Bootstrapping TFHE ciphertexts in less than one millisecond

Buckle up. The team at Zama is thrilled to announce that we have broken the 1 millisecond barrier for TFHE bootstrapping; latency is now measured in microseconds on GPU, while maintaining the same security level and probability of failure, for 4-bit messages. In this blog post, we look back at how far we've come to reach this milestone.

Fully Homomorphic Encryption (FHE) makes it possible to apply an arbitrary number of operations on encrypted data. This is possible thanks to a special operation named bootstrapping. It is the main performance bottleneck:  for FHE to reach widespread use, its latency and throughput have to be pushed to their limits. Only then will computation on encrypted data reach latencies and throughput similar to cleartext computation.

At Zama, efforts have been placed on the acceleration of the TFHE programmable bootstrap. It is at the heart of all the operations in TFHE-rs: not only does it reset the noise in a ciphertext, but it can also apply a function onto it. This is very powerful to build general purpose arithmetic on encrypted data.

The first bootstrap implementation at Zama took 53 ms on CPU, with 128 bits of security and a probability of failure of 2-128 for 4 bit messages. Today, it is our pleasure to announce that the 1 millisecond frontier has been crossed, and the TFHE bootstrap latency is now measured in microseconds on GPU, while maintaining the same security level and probability of failure, for 4 bit messages. Let’s go back in time to see how this occurred.
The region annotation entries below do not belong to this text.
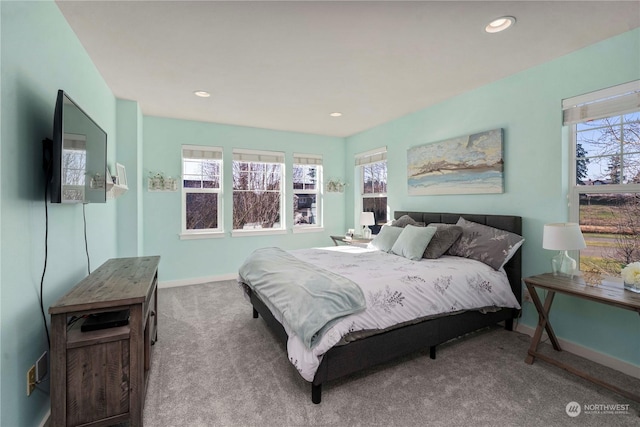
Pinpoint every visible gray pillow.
[391,215,424,228]
[367,225,403,252]
[391,224,437,261]
[448,217,524,270]
[422,223,462,259]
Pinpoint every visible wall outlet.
[36,351,49,384]
[27,365,36,396]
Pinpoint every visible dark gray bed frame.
[244,211,522,404]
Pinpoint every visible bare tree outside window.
[292,164,322,227]
[233,161,282,230]
[182,146,222,233]
[361,161,389,225]
[575,112,640,276]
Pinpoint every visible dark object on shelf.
[80,310,129,332]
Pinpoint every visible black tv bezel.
[49,89,108,204]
Accelerating the bootstrap

Fully Homomorphic Encryption (FHE) makes it possible to apply an arbitrary number of operations on encrypted data. This is possible thanks to a special operation named bootstrapping. This operation was invented by Craig Gentry in 2009, relying on lattice-based cryptography: the main idea is to evaluate the decryption circuit homomorphically. At the time, the estimate was that it would take up to 30 minutes to compute. 

In 2018 the TFHE bootstrapping was introduced [Chillotti2020], following up on a previous scheme named FHEW. With most other FHE schemes, one bootstrap deals with thousands of messages at once, but when all you need is to bootstrap one or a few, you still pay the price for the whole batch. The TFHE bootstrap latency, however, is very good: as mentioned in the introduction, the first Zama implementation of this bootstrap was taking 53 ms. 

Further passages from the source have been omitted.